Dulin swallowed hard, then nodded. The pit stopped rumbling.

“General Fang?” Pipaji called from across the sinkhole. “I think we need a bigger hut.”

 

The next day Rin and her recruits set out before sunrise to trek out into the desert plateau, where nothing they summoned could hurt anyone at Cholang’s settlement.

“How far out are you going?” Kitay asked.

“Five miles,” she said.

“Not far enough. Go at least ten.”

“I’ll be out of your range!”

“Eight, then,” he said. “But get them as far away from here as you can. There’s no point wiping us out before Nezha does it for us.”

So Rin slung a satchel stuffed with four days’ worth of provisions and enough drugs to kill an elephant over her back, then led her recruits out toward the vast expanse of the Scarigon Plateau. They marched for the better part of the morning, and didn’t stop until the sun climbed high into the cloudless, intensely blue sky, baking the air into a scorching heat that even the winds couldn’t dissipate.

“Here is good,” Rin decided. Flat, arid steppe extended in every direction as far as her eye could see. They were nowhere near any trees, boulders, or hills that could serve as shelter, but that would be all right; they’d packed canvas for two tents, and the skies didn’t promise any precipitation for several days at least.

She pulled her satchel off and let it drop on the ground. “Everyone have a drink of water, then we’ll get to work.”

Pipaji was already suckling greedily from her canteen.
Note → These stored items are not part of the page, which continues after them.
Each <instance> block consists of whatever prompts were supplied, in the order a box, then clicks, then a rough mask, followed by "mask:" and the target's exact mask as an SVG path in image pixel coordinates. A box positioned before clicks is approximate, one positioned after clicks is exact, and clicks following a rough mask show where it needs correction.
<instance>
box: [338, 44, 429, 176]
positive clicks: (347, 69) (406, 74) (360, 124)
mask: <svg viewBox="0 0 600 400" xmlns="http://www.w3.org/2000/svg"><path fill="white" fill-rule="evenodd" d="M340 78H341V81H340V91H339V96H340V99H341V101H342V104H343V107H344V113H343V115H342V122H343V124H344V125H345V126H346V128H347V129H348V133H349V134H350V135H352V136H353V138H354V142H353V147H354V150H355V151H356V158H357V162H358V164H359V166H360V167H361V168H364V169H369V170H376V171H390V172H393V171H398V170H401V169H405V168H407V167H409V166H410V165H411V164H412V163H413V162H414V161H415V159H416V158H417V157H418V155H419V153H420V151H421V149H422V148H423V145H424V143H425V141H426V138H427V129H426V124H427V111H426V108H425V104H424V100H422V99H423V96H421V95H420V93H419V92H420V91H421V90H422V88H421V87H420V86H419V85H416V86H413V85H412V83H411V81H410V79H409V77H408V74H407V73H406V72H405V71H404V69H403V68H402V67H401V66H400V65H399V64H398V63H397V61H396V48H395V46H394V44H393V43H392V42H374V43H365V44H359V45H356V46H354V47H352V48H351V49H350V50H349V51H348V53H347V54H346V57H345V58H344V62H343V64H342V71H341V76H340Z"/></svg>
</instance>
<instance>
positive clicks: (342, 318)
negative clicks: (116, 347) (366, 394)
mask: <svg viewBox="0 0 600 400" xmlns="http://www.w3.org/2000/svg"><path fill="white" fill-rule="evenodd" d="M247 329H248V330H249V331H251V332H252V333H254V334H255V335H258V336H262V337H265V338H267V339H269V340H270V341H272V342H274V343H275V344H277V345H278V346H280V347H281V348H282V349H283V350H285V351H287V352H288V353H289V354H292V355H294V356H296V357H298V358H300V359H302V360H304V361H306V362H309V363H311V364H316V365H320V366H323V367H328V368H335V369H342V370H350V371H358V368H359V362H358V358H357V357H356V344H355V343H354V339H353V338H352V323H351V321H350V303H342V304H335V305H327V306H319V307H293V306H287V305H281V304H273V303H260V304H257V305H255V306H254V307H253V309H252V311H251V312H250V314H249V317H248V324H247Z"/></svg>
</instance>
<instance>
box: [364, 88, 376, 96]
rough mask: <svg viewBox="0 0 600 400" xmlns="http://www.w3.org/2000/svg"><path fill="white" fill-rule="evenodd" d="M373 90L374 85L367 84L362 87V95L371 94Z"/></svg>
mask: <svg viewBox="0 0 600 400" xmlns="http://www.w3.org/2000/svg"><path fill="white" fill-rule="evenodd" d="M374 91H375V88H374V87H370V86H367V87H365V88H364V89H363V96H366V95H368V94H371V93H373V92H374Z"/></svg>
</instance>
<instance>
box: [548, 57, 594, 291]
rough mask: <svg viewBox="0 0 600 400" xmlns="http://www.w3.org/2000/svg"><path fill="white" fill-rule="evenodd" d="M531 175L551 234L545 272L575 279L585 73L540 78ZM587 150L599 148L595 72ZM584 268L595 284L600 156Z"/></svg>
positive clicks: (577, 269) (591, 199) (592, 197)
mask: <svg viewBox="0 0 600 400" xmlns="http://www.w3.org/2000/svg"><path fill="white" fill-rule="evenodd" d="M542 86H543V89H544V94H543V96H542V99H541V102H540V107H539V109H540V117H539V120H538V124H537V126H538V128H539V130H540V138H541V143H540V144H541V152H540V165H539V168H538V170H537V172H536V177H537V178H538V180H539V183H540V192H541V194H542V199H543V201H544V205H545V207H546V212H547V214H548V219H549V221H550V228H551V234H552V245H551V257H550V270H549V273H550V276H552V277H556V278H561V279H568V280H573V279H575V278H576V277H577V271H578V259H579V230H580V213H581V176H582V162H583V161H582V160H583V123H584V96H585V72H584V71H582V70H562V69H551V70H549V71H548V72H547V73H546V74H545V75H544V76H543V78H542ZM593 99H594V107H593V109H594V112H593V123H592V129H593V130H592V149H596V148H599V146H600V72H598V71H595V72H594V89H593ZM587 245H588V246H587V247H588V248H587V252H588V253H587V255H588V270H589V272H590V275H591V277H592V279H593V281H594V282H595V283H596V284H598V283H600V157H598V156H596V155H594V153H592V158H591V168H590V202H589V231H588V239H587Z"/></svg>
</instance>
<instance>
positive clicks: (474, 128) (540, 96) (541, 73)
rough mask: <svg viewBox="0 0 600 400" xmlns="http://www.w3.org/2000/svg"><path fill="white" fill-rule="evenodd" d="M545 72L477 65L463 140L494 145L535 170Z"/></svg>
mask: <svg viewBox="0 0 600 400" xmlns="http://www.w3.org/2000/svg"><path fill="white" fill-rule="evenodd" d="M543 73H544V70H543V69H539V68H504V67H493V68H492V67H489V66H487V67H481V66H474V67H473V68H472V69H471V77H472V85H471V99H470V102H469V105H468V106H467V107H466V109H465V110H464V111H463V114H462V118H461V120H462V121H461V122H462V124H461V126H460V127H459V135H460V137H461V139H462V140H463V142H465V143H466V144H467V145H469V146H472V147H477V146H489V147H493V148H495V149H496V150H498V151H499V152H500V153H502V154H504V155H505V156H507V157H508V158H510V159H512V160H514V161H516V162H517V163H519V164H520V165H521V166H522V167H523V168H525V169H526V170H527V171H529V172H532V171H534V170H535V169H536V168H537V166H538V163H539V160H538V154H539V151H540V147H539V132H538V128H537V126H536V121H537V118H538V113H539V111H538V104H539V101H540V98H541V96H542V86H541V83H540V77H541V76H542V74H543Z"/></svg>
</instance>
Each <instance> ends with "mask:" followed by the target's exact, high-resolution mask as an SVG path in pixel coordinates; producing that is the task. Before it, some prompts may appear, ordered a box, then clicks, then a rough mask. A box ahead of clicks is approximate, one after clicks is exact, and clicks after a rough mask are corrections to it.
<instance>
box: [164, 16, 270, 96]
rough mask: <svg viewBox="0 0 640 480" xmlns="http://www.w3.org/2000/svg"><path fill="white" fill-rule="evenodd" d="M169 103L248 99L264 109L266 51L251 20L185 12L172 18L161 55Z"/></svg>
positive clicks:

She hiccuped and wiped her mouth with the back of her hand. “What exactly are we doing?”

Rin grinned. “Stand back.”

They took a few steps backward, watching her warily.

“Farther.”

She waited until they were at least twenty paces away. Then she stretched a hand into the sky and called down the fire.

It rippled through her like a bolt of lightning. It was delicious. She pulled forth more, reveling in the wanton release of power, the reckless indulgence that brought echoes of the sheer ecstasy she’d experienced on Mount Tianshan.

She saw their faces, wide-eyed with admiration and delight, and she laughed.

She lingered in the column of heat for just a few more delectable seconds, and then pulled the flames back into her body.

“Your turn,” she said.

 

For the next few hours Rin supervised as Pipaji and Lianhua pitted their skills against each other. Pipaji would kneel down and press her hands against the dirt. Seconds later all kinds of creatures—worms, snakes, long-legged steppe rats, burrowing birds—would bubble up to the surface, writhing and screeching, clawing desperately at the black veins that shot through their bulging forms.

“Stop,” Rin would say, and Lianhua would hastily begin the process of reversal, healing the creatures one by one until the rot had faded away.

The limits to Lianhua’s skills quickly became obvious. She could make superficial wounds disappear in under a minute, and she could heal broken bones and internal hemorrhaging if given a little more time, but she seemed only able to reverse injuries that were not life-threatening. Most of Pipaji’s targets were close to death within seconds, and even Lianhua’s best efforts could not bring them back.

Pipaji’s limits were less clear. At first Rin had thought she required skin-to-skin contact with her victims, but then it became clear her poison could seep through dirt, reaching organisms up to several feet away.

“Try the pond water,” Rin suggested. A horrible, exciting thought had just occurred to her, but she didn’t want to voice it aloud until she had confirmation. “See if that speeds up dissemination.”

“We need that water to drink,” Dulin protested. “The next pond’s a mile away.”

“So fill up your canteens now, and then we’ll move our camp to the other pond once Pipaji’s finished,” Rin said.